Le mardi 26 mars 2013, par Laurent Sapir

On dirait un roman d'Haruki Murakami. Des types bien comme il faut envahissent le métro à l'heure de pointe, le matin, propageant dans la rame des poches de gaz toxique dont ils ont percé l'emballage avec la pointe de leur parapluie. Les tueurs portent un masque chirurgical, comme d'autres passagers qui veulent se protéger des microbes. Cela aussi, c'est très "murakamien". A se cacher ainsi du regard de l'autre, une société ne meurt-elle pas, peu à peu?

Ne poussons pas plus loin les méandres de l'authentification. "Underground" porte effectivement la signature de Murakami, mais dans un genre bien plus hybride que le simple roman. Mi-reportage, mi-essai, l'ouvrage n'est pas non plus dénué d'une composante autobiographique. Six ans avant "1Q84", le grand écrivain japonais se saisit d'un trauma réel -l'attentat au gaz sarin du 20 mars 1995 perpétré par la secte Aum dans le métro de Tokyo- pour affronter les démons d'un pays dont il s'était éloigné. Ses entretiens avec les rescapés du drame et les adeptes de la secte lui révèlent dés lors un Japon désincarné, obsédé par la valeur travail, dévoré par ses propres bulles financières et qui se retrouve, au final, incapable de gérer les situations de crise.

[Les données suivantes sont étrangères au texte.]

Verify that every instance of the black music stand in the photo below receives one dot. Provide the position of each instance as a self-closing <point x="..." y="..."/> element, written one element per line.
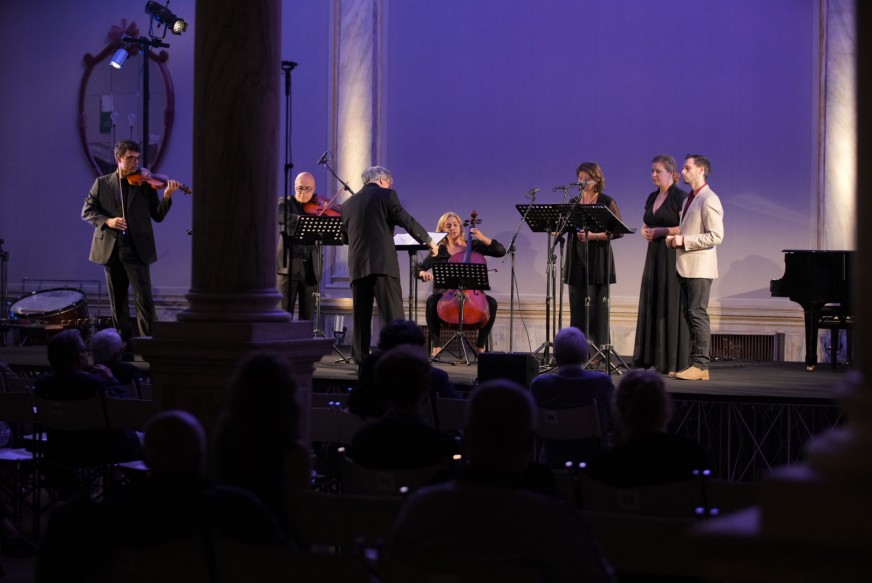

Il est dés lors trop facile, selon l'écrivain, de considérer que les recrues de Aum n'ont rien à voir avec ce qu'est devenue la société nippone. Leur bagage intellectuel témoignerait plutôt du contraire. Haruki Murakami les dépeint plutôt comme des exclus du grand roman national ayant fini par ne plus se reconnaître dans la voie toute tracée -et profondément aliénante- du miracle économique japonais. "Ces ombres inconscientes, écrit Murakami, sont un sous terre que nous transportons en nous, et l'amertume qui nous reste en bouche continue à nous gêner bien après que l'attaque au gaz de Tokyo a commencé à suinter en surface"...

L'allégorie souterraine laisse évidemment le lecteur rêveur. Murakami l'avait déjà explorée dans l'un de ces précédents romans en imaginant un peuple fictif, les Ténébrides, prospérant dans un vaste réseau de tunnels tokyoïtes et se nourrissant de chair en décomposition. Mais comment ne pas penser également à la puissance destructrice des fameux Little People de "1Q84" présents en chacun de nous. Il était question, là aussi, d'une secte destructrice, de passages secrets et d'un monde obscur et parallèle à la fois si loin et si proche.

La tâche du romancier ne consiste-t-elle pas, dés lors, à reconstruire une autre narration pour faire échec à cet underground rongeur et mortifère ? Les récits des victimes, tel que Murakami les restitue avec une fantastique humilité, un peu comme une "araignée aspirant une masse de mots",  y contribuent certainement. L'aridité romanesque s'efface ainsi, subrepticement, laissant place à une sorte de choeur poignant dont le coryphée pourrait très bien être cette jeune et belle femme à moitié paralysée par l'attentat et dont les doigts se referment lentement sur ceux de l'écrivain "aussi doucement que les pétales d'une fleur qui s'endort"...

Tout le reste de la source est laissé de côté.